When the Google AI Impact Challenge, an open invite to organizations around the globe to submit their ideas for how AI could tackle social, humanitarian and environmental challenges, was launched in October 2018 it received 2,602 applications from six continents and 119 countries. After review by a panel of experts that included Jacquelline Fuller, Vice President Google and President of Google.org, 20 proposals from Australia to Uganda were selected for the program. As grantees, each received access to a support package that included coaching from Google’s AI experts and a US$25 million pool of Google.org grant funding.
With AI and its subsets, machine learning and deep learning, now infiltrating our lives on a daily basis, from asking Amazon’s Alexa for the morning news to snapping a photo on your smartphone and uploading it to social media, it’s little surprise that individuals and organizations worldwide are exploring how we can harness this technology to address problems of significant social importance. And, while many initiatives are still in the concept phase, analysts such as the Berkeley, California-headquartered not-for-profit AI for Good Foundation suggest that AI is already having a positive impact across all 17 of the UN Sustainable Development Goals.
In its ‘Applying AI for Social Good’ discussion paper, McKinsey Global Institute pinpointed 18 AI capabilities that can be applied to social issues, the majority of which (14) fell into three primary categories: computer vision, natural-language processing, and speech and audio processing. When these capabilities were mapped across 10 social domains (such as education, environment, and health and hunger), image classification and object detection stood out for their potential impact across a large number of social causes.
“These are still the early days of AI’s deployment for social good, and considerable progress will be needed before the vast potential becomes a reality.”
There are some important barriers to the successful implementation of AI for good solutions, however. Along with data accessibility and a lack of qualified AI professionals, one of the biggest roadblocks is in-house expertise: organizations either possess social sector or AI technical know-how, rarely both. Which is where initiatives such as Google’s AI Impact Challenge or enterprise AI platform DataRobot’s AI for Good program find their place to foster partnerships that turn ideas into impactful solutions that become user-friendly and self-supporting in the long run.
Although both Google and McKinsey caution that AI “is not a silver bullet”, the influence AI-based algorithms can have on some of the world’s most challenging issues are already in evidence, from using image recognition to identify disease in cassava, a plant that feeds more than half a billion people in Africa daily to using drones to monitor the endangered sea cow in Australia. “These are still the early days of AI’s deployment for social good, and considerable progress will be needed before the vast potential becomes a reality,” the McKinsey discussion paper states.
Here are three initiatives that demonstrate the scope of impact that can be created when using AI for social good.
Air pollution in the Ugandan capital, Kampala, is six times higher than World Health Organization guidelines, but researchers at the country’s Makerere University have their sights set on changing that with its AirQo prototype.
One of the 20 grantees of the Google AI Impact Challenge, the project has involved the placement of low-cost air sensors on motorcycle taxis.
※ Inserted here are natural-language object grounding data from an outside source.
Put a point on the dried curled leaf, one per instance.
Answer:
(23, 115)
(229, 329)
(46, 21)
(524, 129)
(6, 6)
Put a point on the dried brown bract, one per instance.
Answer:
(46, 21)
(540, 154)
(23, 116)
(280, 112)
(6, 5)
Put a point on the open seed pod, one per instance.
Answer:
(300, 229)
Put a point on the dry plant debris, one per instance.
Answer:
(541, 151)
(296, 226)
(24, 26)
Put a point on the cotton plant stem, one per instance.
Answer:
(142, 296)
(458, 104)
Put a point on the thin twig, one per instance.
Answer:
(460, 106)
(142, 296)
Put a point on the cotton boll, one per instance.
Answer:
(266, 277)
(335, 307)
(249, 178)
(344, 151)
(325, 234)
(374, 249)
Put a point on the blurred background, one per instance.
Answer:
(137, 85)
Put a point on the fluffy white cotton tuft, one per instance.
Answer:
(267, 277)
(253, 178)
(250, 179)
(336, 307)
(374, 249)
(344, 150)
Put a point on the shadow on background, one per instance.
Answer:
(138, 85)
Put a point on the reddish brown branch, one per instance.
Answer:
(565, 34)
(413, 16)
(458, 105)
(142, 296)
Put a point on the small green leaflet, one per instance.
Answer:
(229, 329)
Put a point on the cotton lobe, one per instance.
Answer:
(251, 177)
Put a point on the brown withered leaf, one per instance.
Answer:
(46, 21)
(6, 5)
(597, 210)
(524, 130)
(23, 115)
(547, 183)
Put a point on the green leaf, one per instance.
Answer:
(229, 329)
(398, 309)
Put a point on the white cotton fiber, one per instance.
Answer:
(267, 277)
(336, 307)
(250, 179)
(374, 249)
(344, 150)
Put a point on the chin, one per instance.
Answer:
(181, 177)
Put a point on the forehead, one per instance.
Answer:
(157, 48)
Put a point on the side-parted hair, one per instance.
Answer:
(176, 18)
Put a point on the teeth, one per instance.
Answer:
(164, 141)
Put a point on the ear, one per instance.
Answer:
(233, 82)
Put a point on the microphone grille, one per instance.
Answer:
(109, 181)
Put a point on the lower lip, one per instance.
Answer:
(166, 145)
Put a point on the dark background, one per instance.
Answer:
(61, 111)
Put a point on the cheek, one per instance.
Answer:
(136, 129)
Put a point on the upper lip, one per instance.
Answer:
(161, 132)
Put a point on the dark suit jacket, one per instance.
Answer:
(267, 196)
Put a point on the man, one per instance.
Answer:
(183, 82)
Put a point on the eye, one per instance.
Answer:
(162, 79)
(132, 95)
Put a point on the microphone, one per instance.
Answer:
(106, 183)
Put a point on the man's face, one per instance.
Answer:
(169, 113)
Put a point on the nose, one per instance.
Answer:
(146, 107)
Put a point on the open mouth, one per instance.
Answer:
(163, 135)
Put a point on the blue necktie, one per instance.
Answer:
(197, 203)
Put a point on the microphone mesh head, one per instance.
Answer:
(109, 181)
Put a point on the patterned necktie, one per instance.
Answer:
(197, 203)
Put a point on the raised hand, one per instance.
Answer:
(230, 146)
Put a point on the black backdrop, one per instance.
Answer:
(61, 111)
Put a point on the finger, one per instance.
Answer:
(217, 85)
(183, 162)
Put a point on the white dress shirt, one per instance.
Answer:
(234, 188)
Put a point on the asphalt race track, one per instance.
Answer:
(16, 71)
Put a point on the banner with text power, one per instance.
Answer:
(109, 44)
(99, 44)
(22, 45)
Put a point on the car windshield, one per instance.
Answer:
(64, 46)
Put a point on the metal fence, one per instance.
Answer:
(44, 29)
By applying AI to the sensor data, the researchers are able to not only monitor current air quality but also use the information to forecast more reliably.
“The data collected is used to inform public policies on reducing, containing and better management of air pollution and its associated health risks. The same data is also used to raise awareness on air quality issues,” said Dr Engineer Bainomugisha, Project Leader and Chair, Department of Computer Science, College of Computing and Information Sciences, Makerere University.
According to the World Bank, approximately 1.7 billion people are “unbanked” – or unable to access the services offered by a bank or banking institution. Founded in 2005, not-for-profit Kiva offers crowdfunded loans in its mission to help those very people have access to the financial services they need, whether that’s to start a business or further their education.
To ensure visibility for every loan request, no matter the geographical location of the applicant, the San Francisco-based application partnered with the DataRobot AI for Good program. Drawing upon data about each loan, a machine-learning solution has been built and integrated into Kiva’s website to ensure no application slips through the cracks.
“Our goal was to get loans in front of people that might not otherwise be seen, and we can do that with machine learning,’ says Brian Kimming, Kiva’s Senior Data Scientist.
Another of the Google AI Impact Challenge recipients, the brains behind SkillLab have one mission: “No person should be excluded from opportunity simply because their skills are invisible”. The Amsterdam-headquartered organization champions an inclusive labor market where opportunities for social and economic participation are open to everyone, no matter their status, race, gender or background.
SkillLab’s AI-powered assessment mobile app allows refugees and migrants in particular to document their skills in their native language and, in turn, be guided towards relevant career opportunities and education pathways in local labor markets.
“The vision behind the tool is that employment services can use it in their first contact with newly arrived refugees, and build them a great profile on which personal career planning services can be based,” SkillLab Co-Founder and Managing Director Ulrich Scharf said in an interview with the European Commission Electronic Platform for Adult Learning in Europe.